En particulier, le fait a-t-il l’importance décisive qu’on lui accorde ? Ainsi, un exemple ne prouvera pas grand-chose, contrairement à un contre-exemple, qui peut valoir réfutation. Ou, encore, la rencontre de deux faits ne permet pas de conclure à l’existence d’une relation de causalité. On s’arrête dans le parcours afin d’évaluer sa façon de procéder et on se demande si le résultat a un sens. On examine la démarche, qui se doit rationnelle et rigoureuse, pour en faire ressortir les défauts et les qualités. Cependant, l’esprit critique ne cherche pas seulement à mettre en lumière des erreurs de raisonnement. Il s’en prendra également aux arguments sophistiques, faits exprès pour tromper, et qui prennent appui sur certaines tendances psychologiques de notre intellect, à l’origine des erreurs les plus courantes.
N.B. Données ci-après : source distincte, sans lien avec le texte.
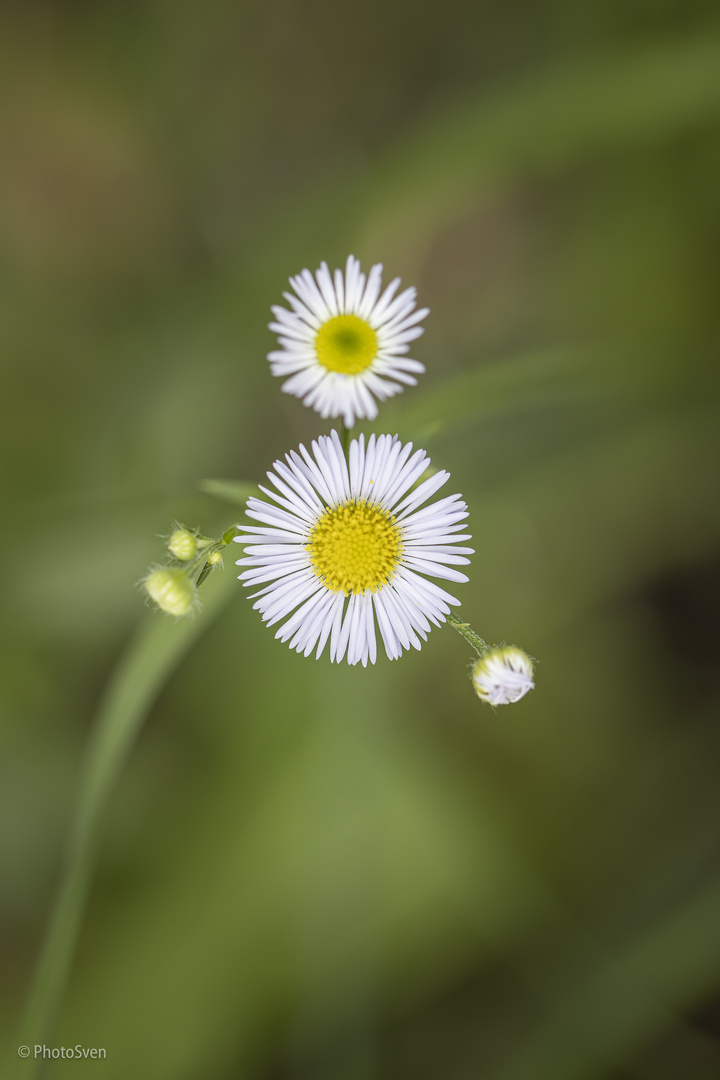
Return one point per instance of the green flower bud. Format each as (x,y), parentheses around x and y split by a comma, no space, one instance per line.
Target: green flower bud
(182,544)
(503,675)
(171,590)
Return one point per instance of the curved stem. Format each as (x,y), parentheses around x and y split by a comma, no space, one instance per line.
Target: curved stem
(469,634)
(150,659)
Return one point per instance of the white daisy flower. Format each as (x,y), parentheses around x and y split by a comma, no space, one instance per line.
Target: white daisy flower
(503,675)
(343,343)
(344,544)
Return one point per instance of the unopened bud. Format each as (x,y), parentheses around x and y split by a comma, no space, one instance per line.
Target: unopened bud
(503,675)
(182,544)
(171,590)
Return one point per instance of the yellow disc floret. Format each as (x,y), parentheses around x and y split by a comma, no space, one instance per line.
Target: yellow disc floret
(355,548)
(347,343)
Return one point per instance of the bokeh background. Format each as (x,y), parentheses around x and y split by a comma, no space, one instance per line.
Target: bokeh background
(316,873)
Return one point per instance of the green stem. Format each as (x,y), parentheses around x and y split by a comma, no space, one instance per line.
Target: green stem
(151,658)
(469,634)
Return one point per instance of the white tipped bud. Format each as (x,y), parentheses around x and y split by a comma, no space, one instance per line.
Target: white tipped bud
(503,675)
(171,590)
(182,544)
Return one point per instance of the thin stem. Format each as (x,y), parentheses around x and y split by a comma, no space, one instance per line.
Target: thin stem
(469,634)
(151,658)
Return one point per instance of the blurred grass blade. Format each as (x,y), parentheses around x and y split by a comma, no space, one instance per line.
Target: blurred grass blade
(151,658)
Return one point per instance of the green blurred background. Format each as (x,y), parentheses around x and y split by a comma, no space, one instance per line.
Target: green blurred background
(317,873)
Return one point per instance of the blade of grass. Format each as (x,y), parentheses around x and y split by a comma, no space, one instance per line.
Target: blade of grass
(150,659)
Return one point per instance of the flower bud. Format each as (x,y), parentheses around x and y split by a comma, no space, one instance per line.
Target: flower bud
(171,590)
(182,544)
(503,675)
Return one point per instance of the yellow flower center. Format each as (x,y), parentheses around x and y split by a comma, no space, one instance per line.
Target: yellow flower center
(347,343)
(355,548)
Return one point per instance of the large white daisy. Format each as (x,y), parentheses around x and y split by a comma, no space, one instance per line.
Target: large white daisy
(344,544)
(344,343)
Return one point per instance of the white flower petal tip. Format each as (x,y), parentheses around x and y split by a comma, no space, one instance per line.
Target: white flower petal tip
(503,675)
(348,545)
(344,342)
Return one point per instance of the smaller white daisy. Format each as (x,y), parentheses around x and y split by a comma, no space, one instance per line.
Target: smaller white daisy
(344,543)
(344,343)
(503,675)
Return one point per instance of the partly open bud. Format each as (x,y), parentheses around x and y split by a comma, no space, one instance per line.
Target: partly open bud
(182,544)
(503,675)
(172,590)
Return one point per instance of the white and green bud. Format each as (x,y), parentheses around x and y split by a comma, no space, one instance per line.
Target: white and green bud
(172,590)
(182,544)
(503,675)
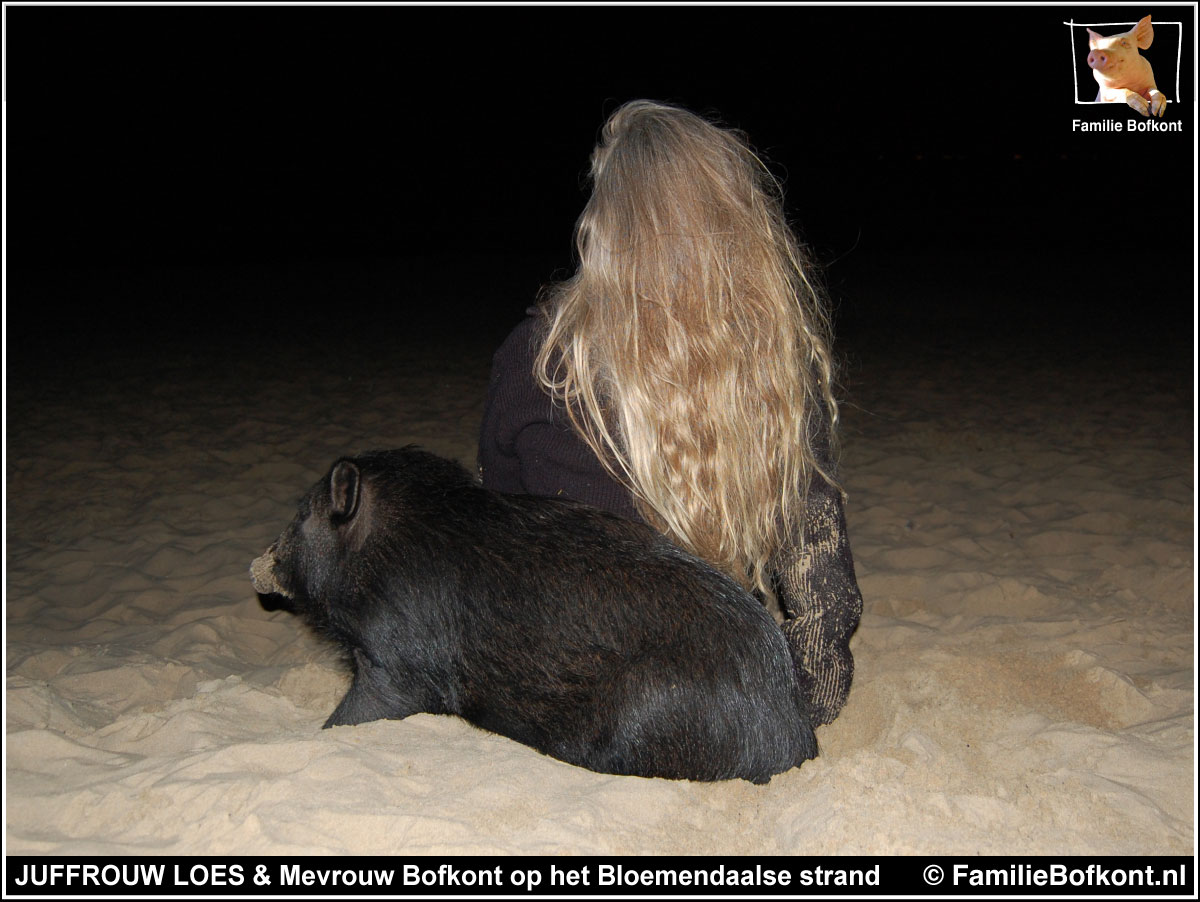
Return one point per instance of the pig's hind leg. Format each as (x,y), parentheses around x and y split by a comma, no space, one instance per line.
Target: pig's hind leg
(371,697)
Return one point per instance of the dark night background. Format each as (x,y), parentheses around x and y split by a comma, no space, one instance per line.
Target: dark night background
(223,176)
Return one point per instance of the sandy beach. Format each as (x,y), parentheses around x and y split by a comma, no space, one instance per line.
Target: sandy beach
(1023,528)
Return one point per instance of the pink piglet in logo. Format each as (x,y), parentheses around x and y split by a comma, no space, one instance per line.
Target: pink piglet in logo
(1123,73)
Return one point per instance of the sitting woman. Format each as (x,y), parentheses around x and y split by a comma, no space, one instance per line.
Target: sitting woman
(683,377)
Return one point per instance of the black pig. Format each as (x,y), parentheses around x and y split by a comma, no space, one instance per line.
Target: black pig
(580,633)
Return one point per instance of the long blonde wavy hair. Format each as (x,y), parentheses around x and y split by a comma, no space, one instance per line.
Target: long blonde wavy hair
(690,348)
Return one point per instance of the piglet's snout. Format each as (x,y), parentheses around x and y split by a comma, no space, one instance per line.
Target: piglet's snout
(262,575)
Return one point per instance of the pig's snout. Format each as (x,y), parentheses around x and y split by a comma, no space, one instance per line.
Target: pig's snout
(262,575)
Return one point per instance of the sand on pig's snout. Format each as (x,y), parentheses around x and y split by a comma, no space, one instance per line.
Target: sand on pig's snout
(1023,531)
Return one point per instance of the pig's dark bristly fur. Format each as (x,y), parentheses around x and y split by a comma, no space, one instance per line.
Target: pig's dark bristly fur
(574,631)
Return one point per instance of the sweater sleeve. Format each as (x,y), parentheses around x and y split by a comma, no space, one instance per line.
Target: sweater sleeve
(819,593)
(527,443)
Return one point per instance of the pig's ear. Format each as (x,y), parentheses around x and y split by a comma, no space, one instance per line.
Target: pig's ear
(343,489)
(1144,32)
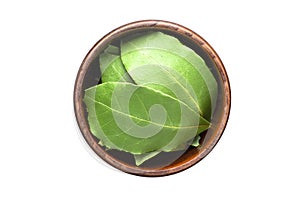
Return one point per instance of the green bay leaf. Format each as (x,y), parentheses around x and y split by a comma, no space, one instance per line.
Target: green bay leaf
(157,58)
(115,118)
(111,66)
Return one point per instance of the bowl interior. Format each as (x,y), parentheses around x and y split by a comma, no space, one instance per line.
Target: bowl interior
(165,163)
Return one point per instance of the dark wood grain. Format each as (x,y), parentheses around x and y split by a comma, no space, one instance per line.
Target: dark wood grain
(192,155)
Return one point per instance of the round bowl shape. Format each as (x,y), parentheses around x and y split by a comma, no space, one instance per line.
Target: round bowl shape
(89,75)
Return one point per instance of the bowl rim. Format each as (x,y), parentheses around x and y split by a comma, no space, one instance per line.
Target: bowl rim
(78,96)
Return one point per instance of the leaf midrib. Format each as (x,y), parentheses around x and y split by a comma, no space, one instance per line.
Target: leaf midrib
(174,78)
(150,122)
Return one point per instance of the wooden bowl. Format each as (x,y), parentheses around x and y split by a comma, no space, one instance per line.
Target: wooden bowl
(167,163)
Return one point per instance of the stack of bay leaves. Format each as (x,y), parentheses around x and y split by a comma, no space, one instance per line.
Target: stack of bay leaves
(156,95)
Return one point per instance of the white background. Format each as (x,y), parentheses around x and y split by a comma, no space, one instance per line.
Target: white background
(42,45)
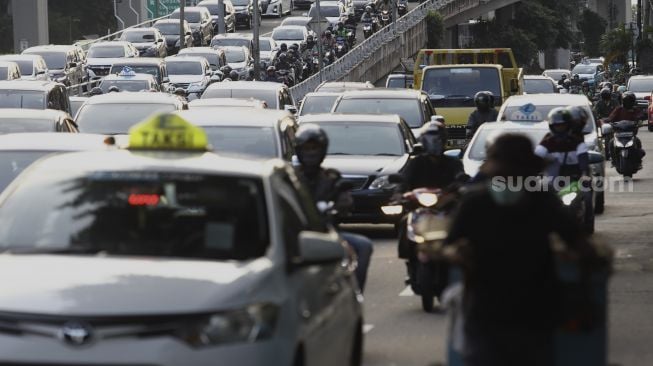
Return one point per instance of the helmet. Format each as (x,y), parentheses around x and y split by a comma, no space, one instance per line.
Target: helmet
(311,144)
(629,100)
(559,117)
(606,93)
(484,100)
(433,137)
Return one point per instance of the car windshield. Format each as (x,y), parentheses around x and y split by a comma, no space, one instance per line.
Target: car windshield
(137,36)
(170,215)
(456,86)
(408,109)
(478,149)
(367,138)
(13,163)
(318,104)
(20,125)
(54,60)
(532,113)
(125,85)
(237,140)
(107,52)
(283,34)
(268,96)
(325,11)
(538,86)
(229,42)
(168,28)
(116,119)
(234,56)
(139,69)
(184,68)
(583,69)
(22,99)
(640,85)
(189,16)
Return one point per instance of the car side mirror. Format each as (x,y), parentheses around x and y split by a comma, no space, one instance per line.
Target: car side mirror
(320,248)
(595,157)
(606,129)
(454,153)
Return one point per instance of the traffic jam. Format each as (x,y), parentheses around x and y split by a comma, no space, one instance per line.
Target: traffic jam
(164,204)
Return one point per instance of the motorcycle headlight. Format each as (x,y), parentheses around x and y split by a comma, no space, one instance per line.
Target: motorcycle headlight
(568,198)
(427,199)
(382,182)
(251,324)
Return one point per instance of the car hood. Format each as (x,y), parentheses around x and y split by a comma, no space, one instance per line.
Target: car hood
(366,165)
(185,78)
(80,285)
(102,61)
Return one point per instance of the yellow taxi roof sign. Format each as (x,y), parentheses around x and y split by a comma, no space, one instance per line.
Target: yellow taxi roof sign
(167,132)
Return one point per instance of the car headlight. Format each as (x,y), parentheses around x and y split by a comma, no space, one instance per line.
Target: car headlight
(427,199)
(568,198)
(382,182)
(251,324)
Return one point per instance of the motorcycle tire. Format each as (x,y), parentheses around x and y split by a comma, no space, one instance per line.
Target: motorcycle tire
(425,283)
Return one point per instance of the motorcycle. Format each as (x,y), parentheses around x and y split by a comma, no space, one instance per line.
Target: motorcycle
(426,228)
(626,156)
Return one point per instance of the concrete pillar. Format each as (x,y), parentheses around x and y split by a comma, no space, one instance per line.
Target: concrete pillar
(30,18)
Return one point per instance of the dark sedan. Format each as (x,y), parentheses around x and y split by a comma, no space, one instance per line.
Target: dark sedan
(366,149)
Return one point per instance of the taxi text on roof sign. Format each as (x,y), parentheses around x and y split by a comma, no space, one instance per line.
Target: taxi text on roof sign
(167,132)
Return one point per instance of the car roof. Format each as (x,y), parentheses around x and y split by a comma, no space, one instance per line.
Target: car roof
(133,97)
(163,161)
(19,113)
(28,85)
(51,141)
(243,84)
(382,93)
(344,117)
(229,116)
(548,99)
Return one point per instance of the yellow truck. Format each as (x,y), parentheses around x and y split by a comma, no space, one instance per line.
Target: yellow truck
(451,78)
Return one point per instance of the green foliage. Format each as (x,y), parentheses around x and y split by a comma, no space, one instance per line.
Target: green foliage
(592,26)
(434,29)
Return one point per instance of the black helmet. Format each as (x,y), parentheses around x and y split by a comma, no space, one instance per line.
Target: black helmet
(311,144)
(629,100)
(606,93)
(433,136)
(484,100)
(559,116)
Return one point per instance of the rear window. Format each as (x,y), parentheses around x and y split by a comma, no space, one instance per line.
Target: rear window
(159,214)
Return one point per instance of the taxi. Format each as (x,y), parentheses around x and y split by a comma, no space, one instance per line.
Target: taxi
(168,254)
(128,80)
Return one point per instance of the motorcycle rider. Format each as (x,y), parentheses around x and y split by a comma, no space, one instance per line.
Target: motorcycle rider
(484,112)
(311,144)
(510,293)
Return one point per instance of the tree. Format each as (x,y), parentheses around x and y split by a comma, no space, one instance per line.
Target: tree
(592,26)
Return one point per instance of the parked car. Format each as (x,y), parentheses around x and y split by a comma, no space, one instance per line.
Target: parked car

De manière plus générale, l’esprit critique peut être considéré comme l’antidote de la rhétorique. On a pu voir dans l’auteur de l’Antiquité, Lucien, une sorte de préfiguration de Voltaire. Cela n’est pas sans évoquer la démarche de la zététique contemporaine, quand elle révèle sous le sorcier ou le mage un simple prestidigitateur ou illusionniste. Les états psychologiques et les démarches d’esprit caractérisant l’esprit critique sont l’analyse, le doute, l’appréciation, le discernement, l’évaluation, le jugement et la réflexion. L’esprit critique est une approche objectivante visant à réduire les erreurs de jugement. C’est une discipline d’honnêteté intellectuelle permettant de lutter contre les mystifications, de prendre du recul par rapport à ses convictions. En 1593, le bruit courut que les dents étant tombées à un enfant de Silésie, âgé de sept ans, il lui en était venu une d’or à la place d’une de ses grosses dents.

Rien n’est plus naturel que d’en faire autant sur toutes sortes de matières. Je ne suis pas si convaincu de notre ignorance par les choses qui sont, et dont la raison nous est inconnue, que par celles qui ne sont point, et dont nous trouvons la raison. Cela veut dire que, non seulement nous n’avons pas les principes qui mènent au vrai, mais que nous en avons d’autres qui s’accommodent très bien avec le faux. Il est important de ne pas faire de ses propres opinions et croyances une valeur, et de ne jamais perdre de vue l’exigence de rigueur et de vérité. Ma croyance ne saurait valoir pour tous, puisqu’elle m’est propre.

Une problématique possible à propos de l’esprit critique revient à s’interroger sur les conditions culturelles de son apparition. Peut-on faire preuve d’esprit critique uniquement en prenant conscience de ce qu’il y a d’insuffisant, voire d’absurde, dans les croyances en vigueur ? Suffit-il en somme d’oser penser, selon la définition kantienne des Lumières ? Mais critiquer l’esprit critique, n’est-ce pas, en somme, lui rendre hommage ? On répondra à Comte que l’esprit critique ne se confond pas avec le scepticisme ni avec l’esprit de contradiction. Il ne défait que pour reconstruire, explique ainsi Ernst Cassirer, dans La philosophie des Lumières. En particulier, l’on n’aura pas d’autant plus d’esprit critique que l’on niera les conceptions de ses adversaires et qu’on les baptisera idéologies.